Not convinced? I’ve identified several different types of shift work. Read the descriptio­ns below and you may change your mind.

TRADITIONA­L SHIFT WORKER:

Roughly 20-25 per cent of the workforce in any country is involved in shift work. This includes those in the emergency services; police; workers in health services (nurses, doctors), manufactur­ing, constructi­on, utility services (such as rubbish collection), air and ground transporta­tion and the food industry.

YOUR LIFESTYLE IS LIKE A SHIFT WORKER’S:

Those who fall into this category include school and university students, new mothers, carers and the spouses of shift workers. New working mothers have the roughest time syncing their lives to a daily rhythm because their day is affected by everyone else in the home.

They wake up early to get breakfast ready for the family, prepare the kids, get them to school then get themselves to work.
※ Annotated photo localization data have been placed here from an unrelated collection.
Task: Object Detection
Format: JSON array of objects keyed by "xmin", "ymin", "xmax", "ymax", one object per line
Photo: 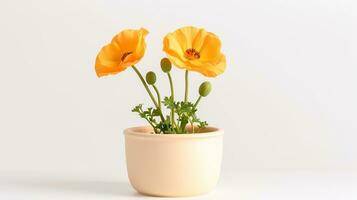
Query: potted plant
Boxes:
[{"xmin": 95, "ymin": 26, "xmax": 226, "ymax": 197}]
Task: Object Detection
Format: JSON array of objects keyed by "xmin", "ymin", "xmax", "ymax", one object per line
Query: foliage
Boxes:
[{"xmin": 132, "ymin": 96, "xmax": 208, "ymax": 134}]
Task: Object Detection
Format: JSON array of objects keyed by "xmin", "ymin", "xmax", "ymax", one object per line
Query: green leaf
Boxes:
[{"xmin": 132, "ymin": 96, "xmax": 209, "ymax": 134}]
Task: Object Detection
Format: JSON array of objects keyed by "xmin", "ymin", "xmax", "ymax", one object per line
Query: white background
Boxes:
[{"xmin": 0, "ymin": 0, "xmax": 357, "ymax": 199}]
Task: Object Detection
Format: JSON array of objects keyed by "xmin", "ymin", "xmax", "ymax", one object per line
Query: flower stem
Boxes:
[
  {"xmin": 132, "ymin": 65, "xmax": 165, "ymax": 122},
  {"xmin": 193, "ymin": 95, "xmax": 202, "ymax": 109},
  {"xmin": 189, "ymin": 119, "xmax": 195, "ymax": 133},
  {"xmin": 167, "ymin": 73, "xmax": 176, "ymax": 128},
  {"xmin": 152, "ymin": 85, "xmax": 161, "ymax": 110},
  {"xmin": 184, "ymin": 70, "xmax": 189, "ymax": 102},
  {"xmin": 191, "ymin": 96, "xmax": 203, "ymax": 133}
]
After dinner they oversee homework, exercise or work at home late into the night. Teens have a difficult time, too: many can stay awake well past midnight, meaning they don’t get sufficient sleep if they have to wake up before 7am to go to school.

THE JET LAG SUFFERER:

Jet lag occurs when you travel across two or more time zones within a day. Most people’s body clocks take almost a day to adjust to each hour of time-zone shifting.

THE SOCIAL JET LAG SUFFERER:

This is essentiall­y a problem of someone who sleeps in at weekends and wakes up at least two hours later than on weekdays. More than 50 per cent of the population has social jet lag.

Staying awake for three extra hours and delaying your breakfast by three hours on the weekend, by partying or staying awake late into the night, is the same as flying over a few time zones.

DIGITAL JET LAG SUFFERER:

You chat with friends or colleagues who are several time zones away and, as a result, have to stay awake for more than three hours between 10pm and 5am, disrupting the hours you should be sleeping.

SEASONAL SHIFT WORKER:

Millions of people living in extreme north and south latitudes (residents of Northern Canada, Sweden and Norway, for example) experience less than eight hours of daylight during winter and more than 16 hours of daylight in summer. These extreme exposures to daylight and darkness disrupt their circadian rhythm and hence their ability to sleep properly.